Elezioni, accordo tra Pd, Azione e +Europa: andranno insieme al voto

“Il Pd sarà ancora più determinato rispetto a prima. È chiaro che gli italiani, con queste legge elettorale, dovranno scegliere se essere governati da Meloni, dalle destre, o da noi. Questa scelta è netta e Calenda ha deciso di aiutare la destra, facendo quello che ha fatto”.

“Che promesse puoi fare agli italiani se decidi di rompere la parola data?”. Così Enrico Letta, segretario del Pd al Tg1 critica la mossa del leader di Azione, Carlo Calenda, di rompere il patto con i dem. “Si parte in campagna elettorale. È fondamentale parlare di giovani, di ambiente e di lavoro”, osserva il segretario Pd. “Gli italiani hanno visto benissimo, c’è stato un patto sottoscritto e una parte ha deciso di non onorare la parola data. Secondo me in politica, come nella vita, è grave”.

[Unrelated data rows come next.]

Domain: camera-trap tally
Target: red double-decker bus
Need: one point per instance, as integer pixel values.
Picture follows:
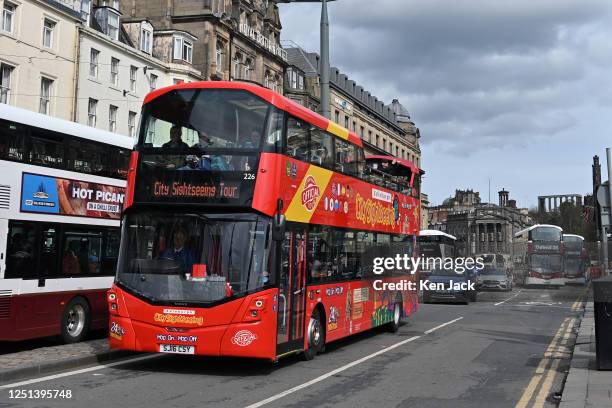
(252, 226)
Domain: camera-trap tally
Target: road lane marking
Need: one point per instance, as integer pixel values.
(442, 325)
(344, 367)
(81, 371)
(511, 297)
(552, 371)
(541, 369)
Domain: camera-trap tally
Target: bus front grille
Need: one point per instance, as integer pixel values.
(5, 304)
(5, 198)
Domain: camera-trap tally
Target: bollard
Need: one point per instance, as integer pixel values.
(602, 294)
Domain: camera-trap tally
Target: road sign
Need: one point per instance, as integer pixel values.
(603, 198)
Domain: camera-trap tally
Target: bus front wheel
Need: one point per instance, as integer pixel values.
(316, 336)
(75, 321)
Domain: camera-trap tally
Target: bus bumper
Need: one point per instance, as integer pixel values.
(545, 282)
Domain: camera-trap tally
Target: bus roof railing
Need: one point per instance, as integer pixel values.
(574, 235)
(521, 232)
(46, 122)
(435, 233)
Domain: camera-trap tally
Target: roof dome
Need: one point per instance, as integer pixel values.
(401, 113)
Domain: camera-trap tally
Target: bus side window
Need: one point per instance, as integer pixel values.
(21, 255)
(48, 247)
(298, 139)
(11, 141)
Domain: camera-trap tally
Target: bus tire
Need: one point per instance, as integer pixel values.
(316, 335)
(393, 325)
(75, 320)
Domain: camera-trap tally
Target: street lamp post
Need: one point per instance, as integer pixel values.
(324, 51)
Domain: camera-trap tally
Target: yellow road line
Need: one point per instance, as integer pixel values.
(541, 369)
(552, 371)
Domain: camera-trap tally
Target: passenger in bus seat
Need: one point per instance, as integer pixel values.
(70, 263)
(176, 141)
(178, 251)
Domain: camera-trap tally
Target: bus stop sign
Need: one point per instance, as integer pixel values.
(603, 198)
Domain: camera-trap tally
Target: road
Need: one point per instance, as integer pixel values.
(506, 350)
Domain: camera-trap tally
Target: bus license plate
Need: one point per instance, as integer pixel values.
(173, 348)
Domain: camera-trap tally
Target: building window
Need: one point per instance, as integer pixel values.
(183, 49)
(152, 82)
(91, 112)
(237, 64)
(219, 56)
(86, 10)
(267, 79)
(248, 69)
(113, 26)
(6, 72)
(93, 62)
(133, 75)
(145, 40)
(112, 118)
(115, 71)
(45, 95)
(8, 16)
(48, 28)
(132, 124)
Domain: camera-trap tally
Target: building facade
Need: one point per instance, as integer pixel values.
(230, 39)
(480, 227)
(120, 64)
(38, 56)
(384, 129)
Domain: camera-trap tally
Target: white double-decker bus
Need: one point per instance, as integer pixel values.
(62, 187)
(537, 253)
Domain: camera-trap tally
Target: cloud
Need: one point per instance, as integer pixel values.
(478, 76)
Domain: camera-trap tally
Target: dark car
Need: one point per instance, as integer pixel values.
(444, 285)
(494, 278)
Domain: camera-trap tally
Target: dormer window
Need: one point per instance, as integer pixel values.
(183, 49)
(146, 39)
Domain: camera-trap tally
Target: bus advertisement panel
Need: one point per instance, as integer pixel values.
(252, 227)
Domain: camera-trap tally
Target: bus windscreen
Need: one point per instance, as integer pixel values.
(194, 258)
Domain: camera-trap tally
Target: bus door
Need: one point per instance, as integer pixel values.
(291, 297)
(3, 245)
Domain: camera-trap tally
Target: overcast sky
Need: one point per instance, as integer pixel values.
(519, 92)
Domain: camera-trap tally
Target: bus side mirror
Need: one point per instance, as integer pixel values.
(278, 227)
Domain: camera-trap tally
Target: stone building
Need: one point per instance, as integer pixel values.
(38, 58)
(119, 64)
(480, 227)
(224, 39)
(384, 129)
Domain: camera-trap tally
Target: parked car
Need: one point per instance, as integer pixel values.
(449, 286)
(495, 278)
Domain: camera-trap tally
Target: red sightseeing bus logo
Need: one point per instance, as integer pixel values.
(310, 193)
(243, 338)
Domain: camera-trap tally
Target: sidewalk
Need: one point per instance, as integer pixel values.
(585, 386)
(48, 360)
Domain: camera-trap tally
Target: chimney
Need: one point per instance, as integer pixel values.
(503, 198)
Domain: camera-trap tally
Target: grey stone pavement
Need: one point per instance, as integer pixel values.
(48, 360)
(585, 386)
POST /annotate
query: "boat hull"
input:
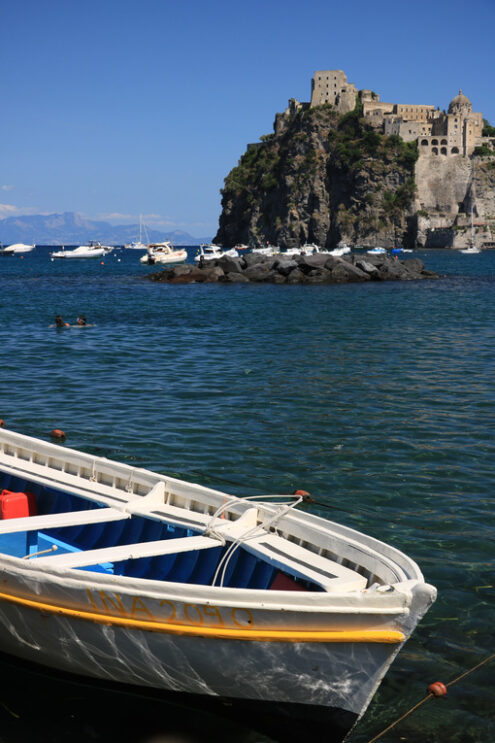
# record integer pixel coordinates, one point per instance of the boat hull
(146, 714)
(90, 630)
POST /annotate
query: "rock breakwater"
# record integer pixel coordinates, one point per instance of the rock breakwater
(297, 269)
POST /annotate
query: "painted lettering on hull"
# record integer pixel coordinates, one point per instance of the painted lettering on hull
(174, 612)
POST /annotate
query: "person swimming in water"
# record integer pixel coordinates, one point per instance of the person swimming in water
(59, 323)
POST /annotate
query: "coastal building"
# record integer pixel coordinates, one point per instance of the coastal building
(455, 133)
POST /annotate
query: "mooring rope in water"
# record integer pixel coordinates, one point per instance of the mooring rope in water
(437, 693)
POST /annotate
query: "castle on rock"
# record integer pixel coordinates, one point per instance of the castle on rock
(438, 134)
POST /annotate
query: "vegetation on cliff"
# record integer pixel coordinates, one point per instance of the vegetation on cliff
(324, 178)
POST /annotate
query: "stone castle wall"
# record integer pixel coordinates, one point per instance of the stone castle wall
(438, 134)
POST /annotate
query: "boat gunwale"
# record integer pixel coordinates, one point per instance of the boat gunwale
(293, 635)
(144, 480)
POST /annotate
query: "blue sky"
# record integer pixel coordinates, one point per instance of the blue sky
(114, 108)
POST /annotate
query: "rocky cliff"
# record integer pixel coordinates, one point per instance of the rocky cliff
(327, 178)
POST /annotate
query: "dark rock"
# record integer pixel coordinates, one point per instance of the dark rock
(229, 265)
(392, 271)
(252, 259)
(313, 261)
(318, 276)
(233, 277)
(285, 266)
(258, 272)
(413, 264)
(296, 276)
(344, 272)
(367, 267)
(212, 274)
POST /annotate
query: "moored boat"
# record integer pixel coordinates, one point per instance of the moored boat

“Le alleanza sono definite”. “È stato Conte a far cadere il governo Draghi. Si è assunto un’enorme responsabilità e per noi questo è un fatto conclusivo”.

Bonino: “Incredula. L’intesa l’aveva scritta Calenda”
“Io non so cosa sia accaduto” in questi pochi giorni trascorsi dalla sigla dell’accordo tra Azione, +Europa e Pd, “personalmente sono molto dispiaciuta, politicamente incredula”. Lo ha detto la senatrice di +Europa Emma Bonino a In Onda su La7 dopo la rottura dell’accordo elettorale decisa dal leader di Azione Carlo Calenda. “La bozza dell’accordo, per ironia della sorte, era stata scritta da Calenda”, ha aggiunto Bonino, sottolineando che “la serietà è innanzitutto è tenere fede alla parola data. Non è serio cambiare opinione ogni tre giorni, specialmente per chi si candida a partecipare al governo di un Paese”.

“La giornata di oggi segna la Caporetto di Enrico Letta” ha detto Renzi ai suoi, invitandoli a “staccare twitter e andare al mare”. Nessun commento ufficiale sullo strappo di Calenda ma grande sorpresa per la strategia fallimentare di Letta. “Da un mese a questa parte il segretario del Pd sta sbagliando tutto quello che è possibile sbagliare. E la Meloni ringrazia”, spiegano fonti renziane. Quanto a Calenda non ci sono contatti ufficiali in corso ma rimane la disponibilità di Italia viva a un dialogo nel nome del Terzo Polo che Renzi definisce “opportunità straordinaria”.